The offensive line, which was a major strength for the Patriots early in the season, was to blame for six of the team’s 14 penalties. Right tackle Marcus Cannon committed a holding penalty and false start, left tackle Trent Brown had a holding penalty and false start, right guard Shaq Mason was flagged for holding and left guard Joe Thuney committed a false start.
“I don’t know what’s always to blame,” Cannon said. “I can only speak for myself, and the ones that I got, I have to have better technique and be more mentally tough.”
Thuney offered his own explanation.
“Just got to focus more,” Thuney said. “Just gotta be more detailed and lock in.”
Mason gave another vague explanation.
“Just not executing,” Mason said. “No one wants penalties. It goes on not executing our job.”
No one would blame crowd noise on the false starts.

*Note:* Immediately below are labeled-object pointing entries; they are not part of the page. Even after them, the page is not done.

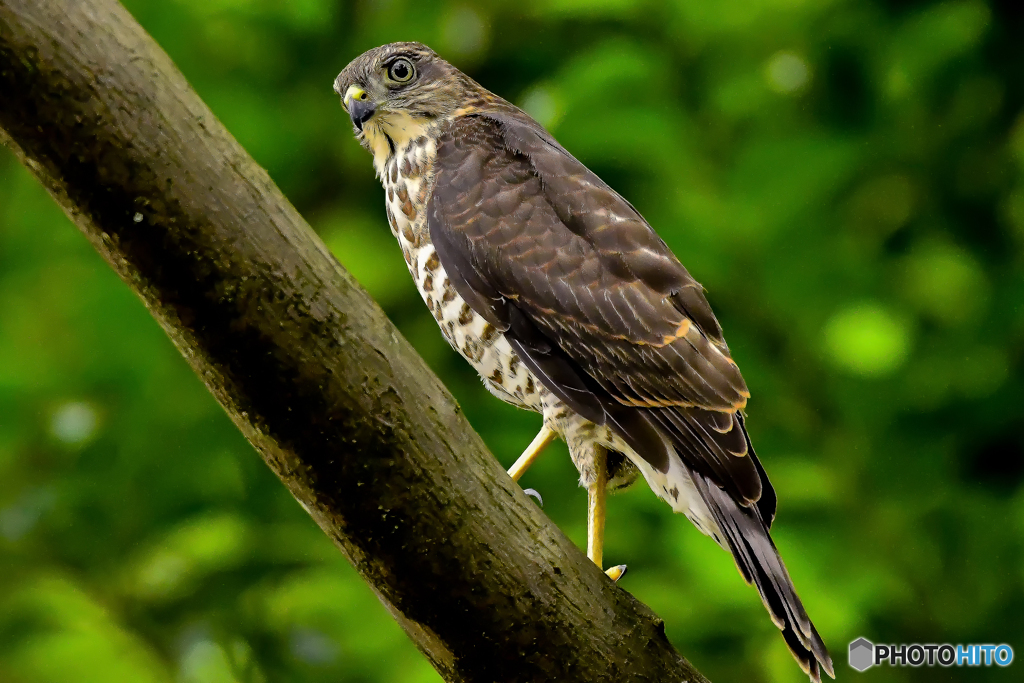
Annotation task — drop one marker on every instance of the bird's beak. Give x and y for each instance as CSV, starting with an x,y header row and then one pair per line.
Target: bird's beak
x,y
359,107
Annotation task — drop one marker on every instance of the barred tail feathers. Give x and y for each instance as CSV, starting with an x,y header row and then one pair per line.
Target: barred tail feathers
x,y
745,536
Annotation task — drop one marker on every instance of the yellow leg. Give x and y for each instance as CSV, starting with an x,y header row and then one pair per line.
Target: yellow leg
x,y
540,442
595,516
595,511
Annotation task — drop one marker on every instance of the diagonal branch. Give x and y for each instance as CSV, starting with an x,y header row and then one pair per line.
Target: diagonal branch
x,y
305,364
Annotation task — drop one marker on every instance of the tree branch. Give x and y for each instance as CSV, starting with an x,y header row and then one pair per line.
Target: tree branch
x,y
305,364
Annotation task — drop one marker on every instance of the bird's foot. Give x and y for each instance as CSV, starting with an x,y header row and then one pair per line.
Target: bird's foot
x,y
615,572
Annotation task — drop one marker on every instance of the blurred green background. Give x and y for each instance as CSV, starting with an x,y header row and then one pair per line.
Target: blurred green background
x,y
845,177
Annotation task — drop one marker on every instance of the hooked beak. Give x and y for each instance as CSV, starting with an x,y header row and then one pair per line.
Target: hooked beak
x,y
360,108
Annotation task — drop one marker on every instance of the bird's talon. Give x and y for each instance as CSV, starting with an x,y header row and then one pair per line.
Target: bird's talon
x,y
616,572
532,493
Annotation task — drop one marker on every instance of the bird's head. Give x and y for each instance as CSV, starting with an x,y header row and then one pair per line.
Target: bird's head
x,y
393,91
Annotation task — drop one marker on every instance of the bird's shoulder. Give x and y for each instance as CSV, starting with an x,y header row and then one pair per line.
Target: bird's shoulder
x,y
496,157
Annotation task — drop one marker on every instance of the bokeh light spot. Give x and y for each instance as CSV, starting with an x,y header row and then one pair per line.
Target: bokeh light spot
x,y
787,73
75,423
867,340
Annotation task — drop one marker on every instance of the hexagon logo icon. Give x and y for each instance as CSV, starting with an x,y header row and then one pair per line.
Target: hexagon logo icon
x,y
861,654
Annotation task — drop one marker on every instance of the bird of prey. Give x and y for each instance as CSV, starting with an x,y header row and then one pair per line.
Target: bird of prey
x,y
566,302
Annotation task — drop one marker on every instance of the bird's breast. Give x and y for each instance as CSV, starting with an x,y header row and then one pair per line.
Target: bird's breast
x,y
408,178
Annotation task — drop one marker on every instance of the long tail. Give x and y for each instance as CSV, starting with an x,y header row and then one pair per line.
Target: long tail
x,y
758,560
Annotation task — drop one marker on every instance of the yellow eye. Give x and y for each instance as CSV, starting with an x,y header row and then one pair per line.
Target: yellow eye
x,y
400,71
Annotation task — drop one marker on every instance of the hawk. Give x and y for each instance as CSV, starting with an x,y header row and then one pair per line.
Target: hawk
x,y
566,302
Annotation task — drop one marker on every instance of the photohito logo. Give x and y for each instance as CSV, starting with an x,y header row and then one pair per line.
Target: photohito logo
x,y
864,654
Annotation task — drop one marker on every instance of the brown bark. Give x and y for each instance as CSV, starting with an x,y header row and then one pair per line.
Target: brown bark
x,y
304,363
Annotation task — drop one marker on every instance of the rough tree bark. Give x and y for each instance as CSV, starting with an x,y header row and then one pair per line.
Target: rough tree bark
x,y
305,364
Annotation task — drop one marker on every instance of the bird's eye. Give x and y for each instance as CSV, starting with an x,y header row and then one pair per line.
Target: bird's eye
x,y
400,71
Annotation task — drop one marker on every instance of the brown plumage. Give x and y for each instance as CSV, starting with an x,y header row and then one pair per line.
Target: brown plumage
x,y
581,300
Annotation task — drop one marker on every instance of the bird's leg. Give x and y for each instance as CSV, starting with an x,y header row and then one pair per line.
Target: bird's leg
x,y
595,515
540,442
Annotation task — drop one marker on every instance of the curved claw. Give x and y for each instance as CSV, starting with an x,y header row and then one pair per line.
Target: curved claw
x,y
616,572
534,494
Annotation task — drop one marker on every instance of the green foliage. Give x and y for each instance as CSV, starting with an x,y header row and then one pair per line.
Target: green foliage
x,y
845,177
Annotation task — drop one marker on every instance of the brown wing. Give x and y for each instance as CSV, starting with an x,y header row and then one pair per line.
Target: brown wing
x,y
590,296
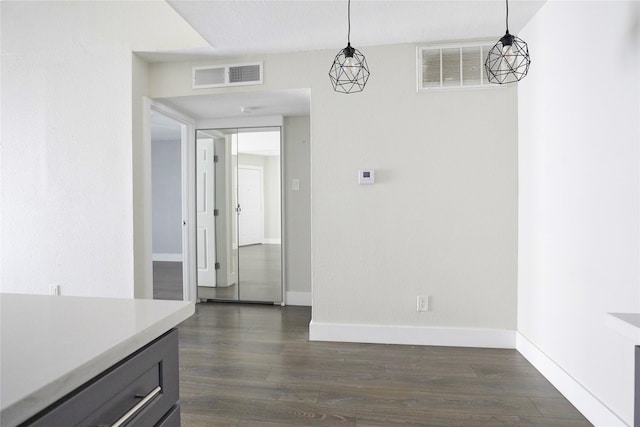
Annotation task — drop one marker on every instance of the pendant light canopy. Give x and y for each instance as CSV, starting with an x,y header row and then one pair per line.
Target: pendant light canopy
x,y
508,60
349,72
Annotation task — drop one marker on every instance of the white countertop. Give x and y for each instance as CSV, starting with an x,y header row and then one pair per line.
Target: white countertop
x,y
627,324
50,345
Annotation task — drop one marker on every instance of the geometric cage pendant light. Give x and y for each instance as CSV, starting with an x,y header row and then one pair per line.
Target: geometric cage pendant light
x,y
349,72
508,60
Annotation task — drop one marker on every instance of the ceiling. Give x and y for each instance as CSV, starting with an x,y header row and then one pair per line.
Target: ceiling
x,y
294,102
249,27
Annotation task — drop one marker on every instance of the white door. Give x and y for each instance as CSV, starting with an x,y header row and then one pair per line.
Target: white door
x,y
205,180
250,198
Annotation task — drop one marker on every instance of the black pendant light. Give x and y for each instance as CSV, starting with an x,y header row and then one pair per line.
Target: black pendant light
x,y
349,72
508,61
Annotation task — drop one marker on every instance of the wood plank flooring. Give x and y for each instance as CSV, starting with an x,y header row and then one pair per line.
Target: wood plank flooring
x,y
249,365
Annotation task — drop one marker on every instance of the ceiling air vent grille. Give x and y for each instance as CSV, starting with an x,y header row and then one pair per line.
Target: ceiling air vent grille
x,y
227,75
452,66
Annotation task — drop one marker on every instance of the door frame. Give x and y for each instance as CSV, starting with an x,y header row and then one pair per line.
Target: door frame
x,y
260,170
189,291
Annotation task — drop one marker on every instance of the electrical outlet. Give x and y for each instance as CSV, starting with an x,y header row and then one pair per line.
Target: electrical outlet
x,y
423,303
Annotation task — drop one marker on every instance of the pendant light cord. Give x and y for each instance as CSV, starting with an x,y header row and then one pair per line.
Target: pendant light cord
x,y
349,20
507,18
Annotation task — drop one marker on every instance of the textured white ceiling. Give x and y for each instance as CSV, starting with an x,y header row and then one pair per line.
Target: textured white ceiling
x,y
277,26
245,27
294,102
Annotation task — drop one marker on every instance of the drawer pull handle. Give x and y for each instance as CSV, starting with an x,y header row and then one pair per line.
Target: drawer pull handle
x,y
126,417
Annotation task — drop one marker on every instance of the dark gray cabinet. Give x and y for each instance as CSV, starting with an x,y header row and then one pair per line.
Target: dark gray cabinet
x,y
636,397
141,390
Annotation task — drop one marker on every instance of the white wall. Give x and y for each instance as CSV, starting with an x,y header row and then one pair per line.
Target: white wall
x,y
579,257
441,219
67,180
297,147
166,194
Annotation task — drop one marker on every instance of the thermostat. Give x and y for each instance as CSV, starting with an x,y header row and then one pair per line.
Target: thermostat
x,y
366,176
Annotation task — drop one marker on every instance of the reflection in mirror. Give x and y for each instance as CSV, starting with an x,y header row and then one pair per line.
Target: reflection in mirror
x,y
238,197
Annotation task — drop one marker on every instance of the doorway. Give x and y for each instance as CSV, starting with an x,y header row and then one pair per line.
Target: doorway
x,y
239,214
171,262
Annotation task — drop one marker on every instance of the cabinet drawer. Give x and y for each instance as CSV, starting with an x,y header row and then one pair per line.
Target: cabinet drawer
x,y
172,419
148,378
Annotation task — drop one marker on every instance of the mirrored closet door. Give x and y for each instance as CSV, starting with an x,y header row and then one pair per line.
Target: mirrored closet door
x,y
239,214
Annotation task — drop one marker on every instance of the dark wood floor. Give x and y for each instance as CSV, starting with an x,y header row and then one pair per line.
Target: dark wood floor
x,y
252,365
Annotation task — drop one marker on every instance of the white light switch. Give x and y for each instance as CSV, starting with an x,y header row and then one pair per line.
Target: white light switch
x,y
366,176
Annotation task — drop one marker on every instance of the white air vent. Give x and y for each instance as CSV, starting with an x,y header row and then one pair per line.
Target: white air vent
x,y
227,75
453,66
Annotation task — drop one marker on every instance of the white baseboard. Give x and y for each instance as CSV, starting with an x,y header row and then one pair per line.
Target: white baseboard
x,y
276,241
589,405
167,257
412,335
298,298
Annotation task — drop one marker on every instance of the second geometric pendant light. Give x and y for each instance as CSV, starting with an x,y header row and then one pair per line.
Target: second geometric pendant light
x,y
508,61
349,72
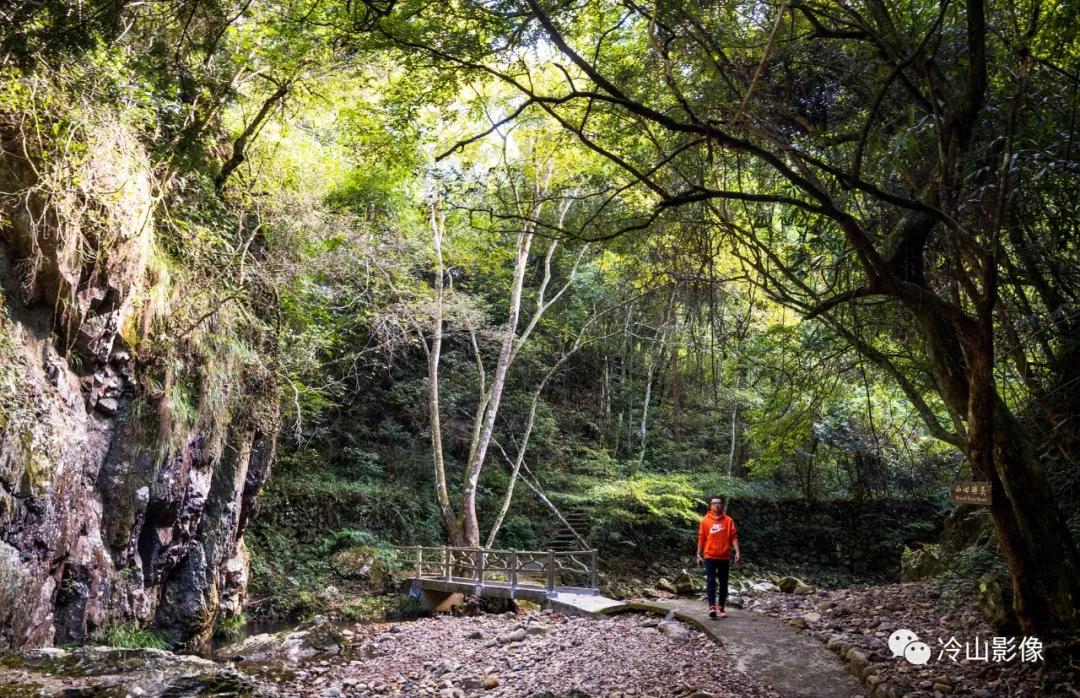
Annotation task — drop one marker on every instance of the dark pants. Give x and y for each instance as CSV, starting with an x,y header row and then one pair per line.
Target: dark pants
x,y
716,580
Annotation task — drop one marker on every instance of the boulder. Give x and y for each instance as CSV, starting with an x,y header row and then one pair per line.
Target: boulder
x,y
684,584
664,585
923,563
674,630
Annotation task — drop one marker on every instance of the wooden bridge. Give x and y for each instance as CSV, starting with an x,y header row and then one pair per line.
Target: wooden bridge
x,y
562,580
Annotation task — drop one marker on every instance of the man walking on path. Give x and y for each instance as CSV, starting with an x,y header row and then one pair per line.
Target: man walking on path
x,y
716,538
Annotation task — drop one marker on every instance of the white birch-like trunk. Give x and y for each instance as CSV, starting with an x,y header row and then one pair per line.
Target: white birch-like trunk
x,y
434,353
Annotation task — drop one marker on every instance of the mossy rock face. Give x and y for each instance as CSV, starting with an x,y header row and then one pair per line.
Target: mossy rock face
x,y
361,563
994,596
316,636
923,563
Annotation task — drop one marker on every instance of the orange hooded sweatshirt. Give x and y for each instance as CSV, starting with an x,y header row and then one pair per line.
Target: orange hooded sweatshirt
x,y
715,536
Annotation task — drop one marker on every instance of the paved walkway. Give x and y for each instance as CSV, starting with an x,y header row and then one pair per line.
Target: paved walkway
x,y
795,663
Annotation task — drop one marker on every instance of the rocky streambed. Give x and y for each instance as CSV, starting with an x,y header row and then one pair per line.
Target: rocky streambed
x,y
534,654
858,622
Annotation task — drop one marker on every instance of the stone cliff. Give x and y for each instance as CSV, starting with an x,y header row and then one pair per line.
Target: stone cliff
x,y
120,501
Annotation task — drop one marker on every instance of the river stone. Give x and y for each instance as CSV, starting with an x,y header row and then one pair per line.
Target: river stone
x,y
123,672
664,585
684,584
516,635
674,630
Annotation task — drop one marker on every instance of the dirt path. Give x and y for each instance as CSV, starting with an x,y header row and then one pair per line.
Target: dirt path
x,y
767,649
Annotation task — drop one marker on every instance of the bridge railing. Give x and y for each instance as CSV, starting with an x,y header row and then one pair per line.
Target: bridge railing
x,y
538,568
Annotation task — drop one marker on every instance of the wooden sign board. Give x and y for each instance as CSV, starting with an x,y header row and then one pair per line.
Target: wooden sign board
x,y
970,493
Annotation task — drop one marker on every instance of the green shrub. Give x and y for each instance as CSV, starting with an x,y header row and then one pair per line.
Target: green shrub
x,y
131,636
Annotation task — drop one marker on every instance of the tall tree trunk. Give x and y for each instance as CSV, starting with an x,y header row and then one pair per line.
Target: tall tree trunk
x,y
434,353
734,424
1037,546
471,524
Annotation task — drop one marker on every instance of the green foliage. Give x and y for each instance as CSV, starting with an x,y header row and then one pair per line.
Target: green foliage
x,y
132,636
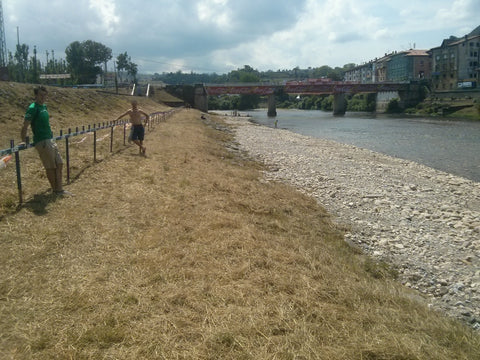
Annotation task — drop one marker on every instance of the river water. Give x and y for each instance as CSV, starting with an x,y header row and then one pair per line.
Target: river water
x,y
450,146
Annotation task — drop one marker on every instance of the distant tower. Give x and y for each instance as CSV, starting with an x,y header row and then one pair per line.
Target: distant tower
x,y
3,46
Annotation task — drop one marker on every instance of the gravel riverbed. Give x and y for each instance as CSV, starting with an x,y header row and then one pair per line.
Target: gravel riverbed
x,y
424,222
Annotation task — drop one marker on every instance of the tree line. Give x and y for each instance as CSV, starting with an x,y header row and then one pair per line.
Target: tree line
x,y
85,61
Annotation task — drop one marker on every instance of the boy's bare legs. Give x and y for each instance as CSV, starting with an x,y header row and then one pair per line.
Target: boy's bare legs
x,y
54,177
142,148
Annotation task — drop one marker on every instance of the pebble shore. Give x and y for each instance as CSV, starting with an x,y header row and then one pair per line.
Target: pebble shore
x,y
424,222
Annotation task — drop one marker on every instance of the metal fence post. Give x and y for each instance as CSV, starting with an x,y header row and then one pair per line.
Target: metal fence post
x,y
111,137
67,152
17,165
94,143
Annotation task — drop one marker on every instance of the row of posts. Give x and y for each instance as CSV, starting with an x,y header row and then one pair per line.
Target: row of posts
x,y
154,118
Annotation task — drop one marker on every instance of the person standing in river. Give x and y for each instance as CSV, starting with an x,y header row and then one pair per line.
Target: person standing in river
x,y
138,128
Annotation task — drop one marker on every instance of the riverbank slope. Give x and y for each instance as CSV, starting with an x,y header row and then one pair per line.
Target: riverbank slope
x,y
422,221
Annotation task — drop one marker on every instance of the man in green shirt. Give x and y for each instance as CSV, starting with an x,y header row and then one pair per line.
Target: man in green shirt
x,y
38,118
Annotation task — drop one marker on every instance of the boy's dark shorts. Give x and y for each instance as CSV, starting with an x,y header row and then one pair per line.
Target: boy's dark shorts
x,y
48,151
138,132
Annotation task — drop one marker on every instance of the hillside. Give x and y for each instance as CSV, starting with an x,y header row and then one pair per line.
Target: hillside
x,y
189,253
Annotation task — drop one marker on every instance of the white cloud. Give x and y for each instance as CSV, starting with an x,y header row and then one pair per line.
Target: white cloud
x,y
214,11
104,11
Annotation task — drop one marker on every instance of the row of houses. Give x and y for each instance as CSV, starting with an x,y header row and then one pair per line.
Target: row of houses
x,y
452,65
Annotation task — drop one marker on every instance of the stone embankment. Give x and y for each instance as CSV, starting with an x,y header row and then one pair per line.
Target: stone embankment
x,y
424,222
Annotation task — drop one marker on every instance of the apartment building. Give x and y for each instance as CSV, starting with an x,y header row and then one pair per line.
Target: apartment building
x,y
456,62
395,67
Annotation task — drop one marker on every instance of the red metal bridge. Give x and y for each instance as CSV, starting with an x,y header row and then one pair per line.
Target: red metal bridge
x,y
297,87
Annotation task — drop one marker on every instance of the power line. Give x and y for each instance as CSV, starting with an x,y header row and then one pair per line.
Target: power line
x,y
3,46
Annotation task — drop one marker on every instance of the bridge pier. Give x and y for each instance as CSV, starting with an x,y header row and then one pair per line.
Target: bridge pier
x,y
383,98
339,104
200,98
272,106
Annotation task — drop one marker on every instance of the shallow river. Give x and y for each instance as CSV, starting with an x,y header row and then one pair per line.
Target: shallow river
x,y
450,146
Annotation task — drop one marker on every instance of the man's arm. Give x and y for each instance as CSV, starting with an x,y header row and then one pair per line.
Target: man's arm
x,y
23,132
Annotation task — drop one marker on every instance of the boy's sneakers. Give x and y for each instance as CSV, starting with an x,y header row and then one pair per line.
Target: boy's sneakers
x,y
63,193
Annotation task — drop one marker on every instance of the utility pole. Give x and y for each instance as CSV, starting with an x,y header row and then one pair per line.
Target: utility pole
x,y
3,46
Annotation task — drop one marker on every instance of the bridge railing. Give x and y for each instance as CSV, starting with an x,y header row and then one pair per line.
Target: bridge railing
x,y
94,129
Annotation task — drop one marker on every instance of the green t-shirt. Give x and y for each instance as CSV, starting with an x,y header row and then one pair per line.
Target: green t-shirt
x,y
38,117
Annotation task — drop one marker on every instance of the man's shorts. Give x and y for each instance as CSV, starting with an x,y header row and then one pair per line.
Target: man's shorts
x,y
48,151
138,132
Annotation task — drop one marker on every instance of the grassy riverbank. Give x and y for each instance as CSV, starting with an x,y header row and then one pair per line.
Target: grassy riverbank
x,y
189,254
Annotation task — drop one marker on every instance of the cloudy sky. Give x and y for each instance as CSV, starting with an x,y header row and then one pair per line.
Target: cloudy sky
x,y
224,35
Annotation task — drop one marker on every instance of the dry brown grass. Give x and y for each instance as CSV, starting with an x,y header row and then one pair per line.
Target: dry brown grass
x,y
189,254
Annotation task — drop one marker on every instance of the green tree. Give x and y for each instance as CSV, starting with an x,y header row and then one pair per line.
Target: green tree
x,y
84,58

“We play half our games on the road,” head coach Bill Belichick pointed out.
The Pittsburgh crowd didn’t seem particularly raucous from the press box.
“I mean we work on it so much,” Brady said. “I don’t think that’s surprising us. We just have to figure out how to not have those things. We will work on those.”
So what was to blame for the penalties?
“We have to do a better job,” was all Belichick would say.
Wide receiver Julian Edelman committed two penalties himself — a false start and illegal formation on consecutive plays. Edelman also was responsible for one drop, according to Pro Football Focus.
Edelman was spotted barking at an official while coming off the field after the game.
“It was pretty frustrating,” Edelman said about the penalties. “You can’t come into a hostile environment like Pittsburgh — it’s a football town, good football team, well-coached — and expect to win when you have penalties. We’ll leave it at that.”
Edelman was asked if he felt the game was called tight.
“I have no comment on how it was called,” Edelman smartly said.
After all, NFL players are fined for criticizing officials.